Ahora, cuando me tome el subte para volver a mi casa y a mi vida, y cuando camine aterida de frío y de desamparo por Caballito, pensándote a vos haciendo lo mismo por Temperley, voy a arrepentirme de haberte encontrado. Al entrar en casa inventaré apurada una pelea inexistente que desoriente a José y le explique mi desasosiego. “Es el mismo sinvergüenza de siempre”, dirá él, para darme a entender que me entiende y me sostiene. Y yo le diré que sí, casi sollozando, casi largándome a llorar como una nena. Pero no será por fingir, no será por hacerle creer que me lastimaste, sino porque esta noche saberte fuera de mi vida, saber que por meses o por años tu reino va a cerrarse de nuevo a mi visita furtiva, aceptar de nuevo mi vida sin vos en ninguna parte y en ningún momento, se me hará insoportable. Él no entendería –si al cabo ni siquiera yo lo entiendo– que mi vida sos también vos. Vos en alguna parte, vos escondido, vos a medias sepultado por los rencores y las culpas. Pero vos vivo, custodiando celoso y sereno la estrecha extensión de tu reino, esperándome sin prisa para abrir la pesada verja que lo oculta.

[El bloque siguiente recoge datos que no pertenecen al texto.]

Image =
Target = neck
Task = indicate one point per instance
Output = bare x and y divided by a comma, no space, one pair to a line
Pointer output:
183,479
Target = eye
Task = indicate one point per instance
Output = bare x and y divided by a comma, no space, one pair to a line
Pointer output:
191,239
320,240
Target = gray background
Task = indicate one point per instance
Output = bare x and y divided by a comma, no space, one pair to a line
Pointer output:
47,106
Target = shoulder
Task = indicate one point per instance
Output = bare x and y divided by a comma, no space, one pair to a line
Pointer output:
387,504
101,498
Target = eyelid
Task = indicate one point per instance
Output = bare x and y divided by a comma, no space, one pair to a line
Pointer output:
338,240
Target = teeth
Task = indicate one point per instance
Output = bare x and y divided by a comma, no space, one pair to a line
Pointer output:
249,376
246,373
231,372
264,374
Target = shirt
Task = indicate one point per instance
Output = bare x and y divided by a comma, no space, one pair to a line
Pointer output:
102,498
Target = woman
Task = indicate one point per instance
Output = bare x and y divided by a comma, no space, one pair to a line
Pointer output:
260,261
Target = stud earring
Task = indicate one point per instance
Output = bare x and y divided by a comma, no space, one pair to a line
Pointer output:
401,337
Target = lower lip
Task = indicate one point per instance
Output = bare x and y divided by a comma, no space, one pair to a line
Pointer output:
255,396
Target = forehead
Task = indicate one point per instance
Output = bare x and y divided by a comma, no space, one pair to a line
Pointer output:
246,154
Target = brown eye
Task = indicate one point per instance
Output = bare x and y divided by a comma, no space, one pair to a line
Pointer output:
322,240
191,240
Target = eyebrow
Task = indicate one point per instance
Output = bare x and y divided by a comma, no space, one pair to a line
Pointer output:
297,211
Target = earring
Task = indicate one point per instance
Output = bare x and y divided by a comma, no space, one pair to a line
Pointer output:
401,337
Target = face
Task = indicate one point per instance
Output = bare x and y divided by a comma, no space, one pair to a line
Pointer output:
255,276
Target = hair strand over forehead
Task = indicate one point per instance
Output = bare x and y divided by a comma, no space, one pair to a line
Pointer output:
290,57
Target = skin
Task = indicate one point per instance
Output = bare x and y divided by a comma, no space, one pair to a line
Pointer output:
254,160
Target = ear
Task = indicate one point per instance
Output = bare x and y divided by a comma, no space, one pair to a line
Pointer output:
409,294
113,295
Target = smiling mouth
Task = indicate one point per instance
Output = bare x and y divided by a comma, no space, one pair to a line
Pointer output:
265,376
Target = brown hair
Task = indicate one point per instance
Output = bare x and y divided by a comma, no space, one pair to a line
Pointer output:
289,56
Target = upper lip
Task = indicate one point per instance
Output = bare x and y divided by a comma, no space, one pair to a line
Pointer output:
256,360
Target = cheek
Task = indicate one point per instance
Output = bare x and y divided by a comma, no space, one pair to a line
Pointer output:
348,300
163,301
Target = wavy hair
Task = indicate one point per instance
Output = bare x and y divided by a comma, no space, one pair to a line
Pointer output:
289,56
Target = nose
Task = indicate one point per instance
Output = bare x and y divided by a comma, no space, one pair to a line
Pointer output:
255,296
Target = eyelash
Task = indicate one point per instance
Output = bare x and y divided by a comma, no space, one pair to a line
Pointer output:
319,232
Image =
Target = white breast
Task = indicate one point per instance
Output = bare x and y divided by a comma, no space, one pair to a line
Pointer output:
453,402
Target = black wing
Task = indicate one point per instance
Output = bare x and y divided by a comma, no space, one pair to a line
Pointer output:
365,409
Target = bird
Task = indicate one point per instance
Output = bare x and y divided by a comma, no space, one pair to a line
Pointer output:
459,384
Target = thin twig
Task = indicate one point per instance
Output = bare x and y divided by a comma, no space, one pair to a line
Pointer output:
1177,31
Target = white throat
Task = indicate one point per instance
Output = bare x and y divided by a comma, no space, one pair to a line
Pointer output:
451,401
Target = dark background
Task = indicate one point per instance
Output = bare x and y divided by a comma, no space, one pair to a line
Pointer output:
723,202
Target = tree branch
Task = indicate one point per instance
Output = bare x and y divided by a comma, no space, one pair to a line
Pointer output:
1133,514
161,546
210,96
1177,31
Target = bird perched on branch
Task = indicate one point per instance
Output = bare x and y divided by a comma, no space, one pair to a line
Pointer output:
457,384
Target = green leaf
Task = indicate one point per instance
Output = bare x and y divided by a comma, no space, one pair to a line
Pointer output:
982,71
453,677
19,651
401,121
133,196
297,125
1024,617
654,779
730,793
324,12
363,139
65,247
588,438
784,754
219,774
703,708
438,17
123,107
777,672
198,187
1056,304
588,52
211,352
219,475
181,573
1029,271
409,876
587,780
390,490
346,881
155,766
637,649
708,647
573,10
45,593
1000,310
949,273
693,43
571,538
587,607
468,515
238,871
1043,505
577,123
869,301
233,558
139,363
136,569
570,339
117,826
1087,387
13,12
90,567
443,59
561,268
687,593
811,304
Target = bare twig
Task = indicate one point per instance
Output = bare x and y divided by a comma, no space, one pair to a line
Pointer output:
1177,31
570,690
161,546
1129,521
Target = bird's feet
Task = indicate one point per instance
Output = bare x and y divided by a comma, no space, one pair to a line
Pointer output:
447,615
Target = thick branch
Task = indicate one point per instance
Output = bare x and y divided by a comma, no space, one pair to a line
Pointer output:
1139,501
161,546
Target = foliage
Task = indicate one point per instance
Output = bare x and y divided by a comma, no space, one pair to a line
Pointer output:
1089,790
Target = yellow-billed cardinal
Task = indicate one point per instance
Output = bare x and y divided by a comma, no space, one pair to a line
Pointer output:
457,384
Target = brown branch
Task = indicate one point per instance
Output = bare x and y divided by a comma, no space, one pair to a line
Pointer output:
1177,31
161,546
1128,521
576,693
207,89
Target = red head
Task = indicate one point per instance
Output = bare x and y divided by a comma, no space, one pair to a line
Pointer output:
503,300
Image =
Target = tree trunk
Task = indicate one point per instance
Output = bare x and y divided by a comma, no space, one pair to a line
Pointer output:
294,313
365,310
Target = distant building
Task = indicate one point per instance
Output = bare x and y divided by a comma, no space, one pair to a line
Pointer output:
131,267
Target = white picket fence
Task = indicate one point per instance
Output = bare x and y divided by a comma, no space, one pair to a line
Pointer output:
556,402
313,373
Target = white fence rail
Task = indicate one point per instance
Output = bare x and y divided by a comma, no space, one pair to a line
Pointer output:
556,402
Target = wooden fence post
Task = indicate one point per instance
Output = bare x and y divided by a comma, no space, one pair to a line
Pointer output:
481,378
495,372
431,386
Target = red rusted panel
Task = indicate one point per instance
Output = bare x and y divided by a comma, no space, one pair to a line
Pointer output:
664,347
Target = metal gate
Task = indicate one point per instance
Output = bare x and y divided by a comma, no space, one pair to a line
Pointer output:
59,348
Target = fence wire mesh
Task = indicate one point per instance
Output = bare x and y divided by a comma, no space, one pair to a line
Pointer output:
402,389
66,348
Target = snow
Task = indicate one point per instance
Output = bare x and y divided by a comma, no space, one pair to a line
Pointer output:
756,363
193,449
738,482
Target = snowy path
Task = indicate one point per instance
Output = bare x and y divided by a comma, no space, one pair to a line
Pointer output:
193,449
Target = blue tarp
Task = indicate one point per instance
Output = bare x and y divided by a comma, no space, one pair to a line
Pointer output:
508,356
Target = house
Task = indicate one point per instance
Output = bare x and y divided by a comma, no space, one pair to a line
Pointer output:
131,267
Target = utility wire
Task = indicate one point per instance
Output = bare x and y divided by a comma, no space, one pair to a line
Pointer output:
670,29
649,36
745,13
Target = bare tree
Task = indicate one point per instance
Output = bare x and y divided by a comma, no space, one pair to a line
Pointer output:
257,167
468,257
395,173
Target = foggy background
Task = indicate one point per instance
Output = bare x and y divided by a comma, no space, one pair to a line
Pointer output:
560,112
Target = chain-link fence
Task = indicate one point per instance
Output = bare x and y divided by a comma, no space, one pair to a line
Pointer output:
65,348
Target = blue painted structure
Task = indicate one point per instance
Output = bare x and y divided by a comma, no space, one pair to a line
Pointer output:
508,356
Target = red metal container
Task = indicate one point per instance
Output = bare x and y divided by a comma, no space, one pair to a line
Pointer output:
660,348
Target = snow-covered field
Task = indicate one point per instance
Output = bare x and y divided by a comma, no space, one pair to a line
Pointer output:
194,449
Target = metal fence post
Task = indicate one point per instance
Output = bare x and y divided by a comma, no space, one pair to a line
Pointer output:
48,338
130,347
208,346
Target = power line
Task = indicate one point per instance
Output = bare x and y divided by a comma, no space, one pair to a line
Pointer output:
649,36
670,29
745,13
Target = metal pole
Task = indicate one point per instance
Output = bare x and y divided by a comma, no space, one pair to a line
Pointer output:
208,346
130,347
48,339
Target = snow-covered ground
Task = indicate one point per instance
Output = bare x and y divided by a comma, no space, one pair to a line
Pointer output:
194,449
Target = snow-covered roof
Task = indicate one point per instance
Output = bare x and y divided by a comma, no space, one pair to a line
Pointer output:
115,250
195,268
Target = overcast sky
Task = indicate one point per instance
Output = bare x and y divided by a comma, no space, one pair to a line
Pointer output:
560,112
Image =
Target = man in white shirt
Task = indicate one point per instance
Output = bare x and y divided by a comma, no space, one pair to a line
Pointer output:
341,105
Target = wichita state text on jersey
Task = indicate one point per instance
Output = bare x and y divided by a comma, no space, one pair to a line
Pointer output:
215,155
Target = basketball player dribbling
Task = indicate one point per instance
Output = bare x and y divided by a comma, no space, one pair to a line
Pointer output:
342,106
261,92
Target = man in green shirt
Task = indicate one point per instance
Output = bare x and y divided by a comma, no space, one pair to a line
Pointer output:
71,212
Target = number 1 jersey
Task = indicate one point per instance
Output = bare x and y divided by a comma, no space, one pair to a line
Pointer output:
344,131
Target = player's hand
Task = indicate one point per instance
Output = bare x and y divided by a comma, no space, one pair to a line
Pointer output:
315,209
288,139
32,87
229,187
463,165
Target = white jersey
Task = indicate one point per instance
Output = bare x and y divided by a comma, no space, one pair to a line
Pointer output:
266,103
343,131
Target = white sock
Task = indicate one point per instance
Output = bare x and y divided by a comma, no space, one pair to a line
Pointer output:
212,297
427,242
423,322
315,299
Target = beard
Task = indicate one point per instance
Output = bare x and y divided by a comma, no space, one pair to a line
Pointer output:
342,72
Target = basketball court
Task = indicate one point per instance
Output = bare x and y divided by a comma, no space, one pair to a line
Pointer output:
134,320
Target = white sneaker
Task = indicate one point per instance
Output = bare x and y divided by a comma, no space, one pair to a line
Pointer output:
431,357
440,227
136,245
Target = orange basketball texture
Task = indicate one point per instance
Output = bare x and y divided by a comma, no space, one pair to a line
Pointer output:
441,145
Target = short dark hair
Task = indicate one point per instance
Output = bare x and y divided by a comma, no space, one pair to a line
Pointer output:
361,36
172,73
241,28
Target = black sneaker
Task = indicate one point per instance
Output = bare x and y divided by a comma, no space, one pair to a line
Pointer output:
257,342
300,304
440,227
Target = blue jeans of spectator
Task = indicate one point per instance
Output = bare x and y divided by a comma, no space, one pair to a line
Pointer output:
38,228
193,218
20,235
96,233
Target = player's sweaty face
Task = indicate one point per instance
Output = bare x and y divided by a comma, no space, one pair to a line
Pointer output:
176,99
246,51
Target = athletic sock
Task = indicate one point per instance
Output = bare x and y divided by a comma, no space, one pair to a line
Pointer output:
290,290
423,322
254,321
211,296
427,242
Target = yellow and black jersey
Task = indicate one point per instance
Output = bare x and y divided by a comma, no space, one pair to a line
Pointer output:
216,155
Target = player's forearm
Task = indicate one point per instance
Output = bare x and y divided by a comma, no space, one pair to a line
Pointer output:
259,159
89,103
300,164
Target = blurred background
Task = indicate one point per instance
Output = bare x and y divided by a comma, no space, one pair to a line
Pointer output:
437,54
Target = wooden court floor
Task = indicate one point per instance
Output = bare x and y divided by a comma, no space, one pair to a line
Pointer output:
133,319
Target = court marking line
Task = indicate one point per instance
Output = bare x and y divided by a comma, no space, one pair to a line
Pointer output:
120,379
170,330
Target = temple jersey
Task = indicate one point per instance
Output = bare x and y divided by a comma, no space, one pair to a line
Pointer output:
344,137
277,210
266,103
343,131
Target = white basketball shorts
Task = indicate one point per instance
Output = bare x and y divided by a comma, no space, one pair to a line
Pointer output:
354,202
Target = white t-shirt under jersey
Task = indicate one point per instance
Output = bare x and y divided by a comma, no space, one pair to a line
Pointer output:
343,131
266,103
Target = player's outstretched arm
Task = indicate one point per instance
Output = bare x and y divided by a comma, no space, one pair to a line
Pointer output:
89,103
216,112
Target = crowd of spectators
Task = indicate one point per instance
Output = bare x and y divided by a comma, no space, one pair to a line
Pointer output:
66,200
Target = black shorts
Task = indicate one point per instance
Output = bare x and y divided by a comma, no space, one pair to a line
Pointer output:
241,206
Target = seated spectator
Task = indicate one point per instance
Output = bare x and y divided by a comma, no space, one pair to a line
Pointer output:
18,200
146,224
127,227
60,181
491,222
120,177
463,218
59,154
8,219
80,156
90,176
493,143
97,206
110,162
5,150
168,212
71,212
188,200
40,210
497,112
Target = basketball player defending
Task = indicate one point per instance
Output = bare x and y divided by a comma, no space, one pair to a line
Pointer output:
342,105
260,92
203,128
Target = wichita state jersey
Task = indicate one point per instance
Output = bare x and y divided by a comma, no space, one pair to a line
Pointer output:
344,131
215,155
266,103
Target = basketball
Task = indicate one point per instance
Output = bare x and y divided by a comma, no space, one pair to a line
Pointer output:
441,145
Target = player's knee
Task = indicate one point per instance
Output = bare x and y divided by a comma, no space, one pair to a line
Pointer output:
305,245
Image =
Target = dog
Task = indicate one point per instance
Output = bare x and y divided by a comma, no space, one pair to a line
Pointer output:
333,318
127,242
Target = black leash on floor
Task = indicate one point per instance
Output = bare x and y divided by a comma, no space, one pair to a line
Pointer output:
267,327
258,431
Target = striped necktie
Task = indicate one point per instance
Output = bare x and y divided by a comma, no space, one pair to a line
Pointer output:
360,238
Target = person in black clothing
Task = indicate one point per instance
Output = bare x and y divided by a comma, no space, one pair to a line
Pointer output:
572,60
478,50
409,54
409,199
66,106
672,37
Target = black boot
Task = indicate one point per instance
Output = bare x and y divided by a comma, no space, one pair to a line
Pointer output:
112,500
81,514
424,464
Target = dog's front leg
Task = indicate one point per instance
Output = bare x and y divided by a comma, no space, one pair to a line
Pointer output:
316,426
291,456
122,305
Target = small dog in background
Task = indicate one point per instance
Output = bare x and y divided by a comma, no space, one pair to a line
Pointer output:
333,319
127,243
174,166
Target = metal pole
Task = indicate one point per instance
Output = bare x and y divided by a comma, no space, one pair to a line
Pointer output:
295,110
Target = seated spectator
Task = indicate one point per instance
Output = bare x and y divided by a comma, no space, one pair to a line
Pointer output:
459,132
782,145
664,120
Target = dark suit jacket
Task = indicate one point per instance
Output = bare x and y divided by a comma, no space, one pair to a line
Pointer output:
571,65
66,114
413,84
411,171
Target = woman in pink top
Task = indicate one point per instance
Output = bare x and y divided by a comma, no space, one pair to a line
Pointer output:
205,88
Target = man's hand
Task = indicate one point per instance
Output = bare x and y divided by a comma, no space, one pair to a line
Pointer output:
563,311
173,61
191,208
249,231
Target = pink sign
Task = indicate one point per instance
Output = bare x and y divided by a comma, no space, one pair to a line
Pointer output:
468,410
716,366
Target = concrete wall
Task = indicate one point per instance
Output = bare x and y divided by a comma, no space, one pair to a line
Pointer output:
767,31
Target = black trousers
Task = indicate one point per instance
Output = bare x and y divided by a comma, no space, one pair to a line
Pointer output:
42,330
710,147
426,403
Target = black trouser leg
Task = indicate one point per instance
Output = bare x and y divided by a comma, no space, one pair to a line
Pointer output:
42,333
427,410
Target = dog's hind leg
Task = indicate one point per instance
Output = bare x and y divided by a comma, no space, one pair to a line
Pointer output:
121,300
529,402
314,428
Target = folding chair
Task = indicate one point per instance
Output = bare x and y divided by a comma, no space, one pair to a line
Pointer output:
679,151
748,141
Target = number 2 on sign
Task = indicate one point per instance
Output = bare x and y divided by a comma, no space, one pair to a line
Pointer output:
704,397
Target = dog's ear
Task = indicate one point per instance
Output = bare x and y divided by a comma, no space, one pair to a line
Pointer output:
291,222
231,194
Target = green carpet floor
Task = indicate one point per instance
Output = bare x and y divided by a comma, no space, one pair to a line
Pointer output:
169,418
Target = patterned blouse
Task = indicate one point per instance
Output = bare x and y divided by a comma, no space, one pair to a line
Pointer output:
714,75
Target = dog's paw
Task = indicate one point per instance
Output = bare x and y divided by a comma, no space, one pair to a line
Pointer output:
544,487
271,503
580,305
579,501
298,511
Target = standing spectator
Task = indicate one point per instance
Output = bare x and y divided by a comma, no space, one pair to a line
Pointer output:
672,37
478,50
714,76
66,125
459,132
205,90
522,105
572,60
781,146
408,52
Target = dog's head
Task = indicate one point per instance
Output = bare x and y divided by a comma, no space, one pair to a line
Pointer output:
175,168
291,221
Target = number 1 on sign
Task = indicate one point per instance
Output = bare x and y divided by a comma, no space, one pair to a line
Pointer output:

En mis sueños, ese caos se resuelve en la sencillez cristalina de unas pocas frases: te encuentro, nuestros ojos se cruzan en miradas incandescentes, y con la franqueza reposada en verdades demoledoras te digo que no quiero volver a verte, pero que mi vida sin vos no funciona, aunque con vos tampoco funcione. Te pido que no me llames más, pero enseguida me desdigo y te confieso que necesito que lo hagas. Te increpo por mi dolor, este dolor sordo de vivir despidiéndote, de vivir extrañándote, a sabiendas de que no hay otro modo de vivirte. Y justo cuando vas a responder, cuando en mi sueño sé que vas a contestar que a vos te pasa lo mismo, que tu vida no está entera sin esas expediciones elusivas a nuestro campo de batalla, mi sueño se interrumpe entre sollozos e hipos de llanto.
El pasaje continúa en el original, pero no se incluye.